We also found that PF was significantly associated with pain catastrophizing, consistent with a previous study finding that poor PF is linked to high pain catastrophizing [20]. Birch et al. [37] also found that patients with high levels of preoperative pain catastrophizing have lower PF. Similarly, in a study by Sullivan et al. [38], pain catastrophizing was found to predict both pain and function 12 months after TKA. The study by Bierke et al. [39] also showed that patients with high pain catastrophizing scores have a significantly lower total KOOS score preoperatively and 6 months postoperatively. On the contrary, patients with TKA have long-term knee osteoarthritis before surgery and chronic knee joint pain that is repetitive, progressing, and aggravated after movement, possibly leading to a feeling of helplessness in pain control. However, individuals with higher levels of pain catastrophizing are likely to engage in avoidance and fear of movement and physical activity [40, 41]. None of these studies investigated the causal relationship between pain catastrophizing and PF.
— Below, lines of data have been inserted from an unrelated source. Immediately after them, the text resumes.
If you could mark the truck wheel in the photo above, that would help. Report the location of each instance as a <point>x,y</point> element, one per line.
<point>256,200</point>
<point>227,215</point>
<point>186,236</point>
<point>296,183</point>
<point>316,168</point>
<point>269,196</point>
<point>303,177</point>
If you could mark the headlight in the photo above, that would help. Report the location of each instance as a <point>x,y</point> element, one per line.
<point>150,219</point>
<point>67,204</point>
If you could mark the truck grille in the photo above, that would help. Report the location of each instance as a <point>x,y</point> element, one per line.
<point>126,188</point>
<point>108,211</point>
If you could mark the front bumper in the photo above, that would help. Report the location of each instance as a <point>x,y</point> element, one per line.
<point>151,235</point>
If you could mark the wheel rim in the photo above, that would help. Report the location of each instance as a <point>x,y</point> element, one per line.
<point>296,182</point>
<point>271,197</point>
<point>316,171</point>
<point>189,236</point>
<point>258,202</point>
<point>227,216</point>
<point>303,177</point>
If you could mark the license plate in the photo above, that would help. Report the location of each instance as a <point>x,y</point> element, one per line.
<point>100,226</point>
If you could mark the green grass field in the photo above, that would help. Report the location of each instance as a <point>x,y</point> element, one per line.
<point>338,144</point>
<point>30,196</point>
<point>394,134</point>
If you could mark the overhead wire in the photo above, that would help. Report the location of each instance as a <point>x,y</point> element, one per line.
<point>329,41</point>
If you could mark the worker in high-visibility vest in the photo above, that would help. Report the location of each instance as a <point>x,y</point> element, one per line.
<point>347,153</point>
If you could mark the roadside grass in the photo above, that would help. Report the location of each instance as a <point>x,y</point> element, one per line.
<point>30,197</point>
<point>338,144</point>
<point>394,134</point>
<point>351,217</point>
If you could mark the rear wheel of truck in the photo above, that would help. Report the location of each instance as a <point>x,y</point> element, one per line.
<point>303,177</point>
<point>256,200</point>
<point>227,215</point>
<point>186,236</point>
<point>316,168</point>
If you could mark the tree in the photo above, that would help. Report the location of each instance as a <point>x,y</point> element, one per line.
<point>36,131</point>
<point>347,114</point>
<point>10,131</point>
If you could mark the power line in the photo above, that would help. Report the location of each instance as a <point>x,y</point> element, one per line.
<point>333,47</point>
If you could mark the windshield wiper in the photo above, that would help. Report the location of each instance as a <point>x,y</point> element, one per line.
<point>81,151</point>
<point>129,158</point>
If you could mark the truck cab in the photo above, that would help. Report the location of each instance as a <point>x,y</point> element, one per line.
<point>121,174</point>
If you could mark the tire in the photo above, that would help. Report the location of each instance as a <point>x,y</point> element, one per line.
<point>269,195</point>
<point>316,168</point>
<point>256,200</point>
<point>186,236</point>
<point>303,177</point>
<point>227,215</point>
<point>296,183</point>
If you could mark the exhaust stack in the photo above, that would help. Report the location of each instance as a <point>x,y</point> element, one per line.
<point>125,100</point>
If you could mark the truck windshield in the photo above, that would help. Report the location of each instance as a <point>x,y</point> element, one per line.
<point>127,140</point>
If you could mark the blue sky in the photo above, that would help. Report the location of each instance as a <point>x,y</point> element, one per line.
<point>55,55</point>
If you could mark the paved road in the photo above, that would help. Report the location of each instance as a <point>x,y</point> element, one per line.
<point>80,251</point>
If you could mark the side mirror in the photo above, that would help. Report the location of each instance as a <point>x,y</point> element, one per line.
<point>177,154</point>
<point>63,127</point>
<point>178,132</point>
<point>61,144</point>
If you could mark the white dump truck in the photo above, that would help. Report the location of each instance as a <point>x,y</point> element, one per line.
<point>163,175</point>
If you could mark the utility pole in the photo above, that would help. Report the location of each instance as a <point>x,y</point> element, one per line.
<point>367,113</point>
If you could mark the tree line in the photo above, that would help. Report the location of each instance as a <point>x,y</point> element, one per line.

Similar to previous studies [42, 43], we found that patients with stronger pain intensity during the activity were more likely to experience pain catastrophizing. The result is consistent with the findings of a recent study by Larsen et al. [44], who pointed out that preoperative clinical pain intensity, high levels of pain catastrophizing thoughts, and impaired conditioned pain modulation may predict long-term postoperative pain 12 months after TKA. A review by Quartana et al. indicated [45] an association between catastrophizing and pain intensity. It is speculated that patients with stronger pain intensity may over-conceive and exaggerate the impact of pain on their own health and, thus, are more likely to develop pain catastrophizing.

Study limitations

This study has certain limitations. First, the study had a cross-sectional design. As such, the causal relationship between pain catastrophizing and other variables in preoperative TKA patients cannot be explained. Second, the study was performed in two tertiary hospitals in China, and the results cannot be generalized to other groups. Third, only a few preoperative factors were examined, and only quantitative research methods were used, making it difficult to understand other factors that may also influence pain catastrophizing.

Conclusion

In this study, we found that the level of pain catastrophizing is high in preoperative TKA patients. Anxiety, education level, PF, and pain intensity during activity were associated with pain catastrophizing. Because some of those factors are modifiable, it is necessary to consider them when formulating targeted interventions to manage pain catastrophizing in preoperative TKA patients.